Aloth huffed. "Not at all. The words of power are simple enough. I don't just read them from the grimoire; the spells themselves - the soul energy that powers them - are stored in the pages, contained and defined by the words and symbols, by how they're arranged. The challenge is not in recalling phrases, but in coaxing that energy back out of the grimoire when I need it, in the form that I need. It must be stored just so; released just so - it takes years of study to master the precision required to cast from even the simplest grimoire, and it takes strength of will to bend it to your purpose, not to mention strength of arms to heft the thing."
"Oh." Lenneth frowned. "Sounds more complicated than I thought."
"Everything's more complicated than you think, when you start to look closer at it," Aloth soothed.
"True," she shrugged, still looking disappointed.
"Watcher," he asked, appraising that look of disappointment and finding it unacceptable not to resolve it, if he could, "do you...Why did you ask about the grimoire?"
"Honestly," she sighed, "I thought...I hoped maybe I could learn a bit of what you do. I mean, I've about got the hang of shooting a pistol, now, but what with sticking to the back of our group to make good use of it, I've got a far better view than I used to of my favorite wizard at work," she elbowed him again, gently now that she had his full attention anyway, "and it's...well. It's a wonder to behold, Aloth."
Stumbling over that favorite (and then chiding himself, you're the only wizard here, it doesn't count), it took him a moment to catch up and process her words. "You...want to learn to do magic?"
"It was a silly idea," she shrugged, glancing away. "Don't know where I'd put a grimoire, anyway, amongst all the knives and the pistol and everything. Or when there'd be time to learn something that takes years."
"Years to master," he reiterated, eyeing her thoughtfully. "But...to make a beginning…perhaps a few of the simpler spells..."
Her eyes were wide as she looked back to him. "You're not serious."

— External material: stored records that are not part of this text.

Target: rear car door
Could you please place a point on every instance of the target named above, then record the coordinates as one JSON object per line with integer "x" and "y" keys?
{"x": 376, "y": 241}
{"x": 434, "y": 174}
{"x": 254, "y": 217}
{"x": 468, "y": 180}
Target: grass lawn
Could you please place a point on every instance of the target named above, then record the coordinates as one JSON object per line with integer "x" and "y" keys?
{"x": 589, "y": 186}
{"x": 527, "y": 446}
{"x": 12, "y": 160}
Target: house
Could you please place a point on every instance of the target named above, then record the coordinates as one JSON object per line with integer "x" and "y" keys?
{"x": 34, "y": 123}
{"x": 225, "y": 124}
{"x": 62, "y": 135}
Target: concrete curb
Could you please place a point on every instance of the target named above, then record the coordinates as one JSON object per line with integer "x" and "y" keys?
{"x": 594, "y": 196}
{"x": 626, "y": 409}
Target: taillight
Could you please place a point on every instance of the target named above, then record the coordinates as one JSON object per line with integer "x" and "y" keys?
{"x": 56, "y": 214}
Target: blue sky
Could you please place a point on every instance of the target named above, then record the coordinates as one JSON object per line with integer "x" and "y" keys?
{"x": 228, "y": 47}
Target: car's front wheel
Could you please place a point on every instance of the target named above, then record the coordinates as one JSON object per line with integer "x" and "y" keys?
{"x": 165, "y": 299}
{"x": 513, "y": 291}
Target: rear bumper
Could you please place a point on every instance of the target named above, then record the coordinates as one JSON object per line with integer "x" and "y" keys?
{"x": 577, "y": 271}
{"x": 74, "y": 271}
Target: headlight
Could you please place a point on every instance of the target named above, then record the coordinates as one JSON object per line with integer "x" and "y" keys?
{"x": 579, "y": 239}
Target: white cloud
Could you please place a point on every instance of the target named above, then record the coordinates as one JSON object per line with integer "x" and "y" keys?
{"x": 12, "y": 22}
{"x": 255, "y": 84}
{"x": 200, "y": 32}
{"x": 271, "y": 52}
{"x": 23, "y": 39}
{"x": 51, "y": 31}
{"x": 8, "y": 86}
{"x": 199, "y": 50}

"Well, I can show you the basics, anyway. I don't know if you could learn to cast in time to put it to use against Thaos, but you could certainly learn how it works. An awareness of the process would be of strategic value to you, at the very least, when you're directing me in battle or facing mages among our opponents."
She studied him for a moment. "You are...far more in favor of this than I'd have guessed."
"Charmed by your curiosity, no doubt," he smirked, winning her brightest giggle in response. He shifted the grimoire from his lap halfway to hers, so that they could both see as he flipped back to the first pages and traced a finger over the lines he'd penned there ages ago - the arcane phrases alongside diagrams like little sparkling stars. "Now this," he began, "would complement your own skills well. Arkemyr's Dazzling Lights - leave an enemy dazed, then slip into the shadows, as you so often do. To such great effect, I dare say."
She traced a finger over the diagrams, following the path of Aloth's own hand, then looked up at him with her smile wide and her eyes sparkling as if reflecting the spell itself. "Arkemyr's Dazzling Lights," she repeated slowly, savoring the words. "Sounds glamorous."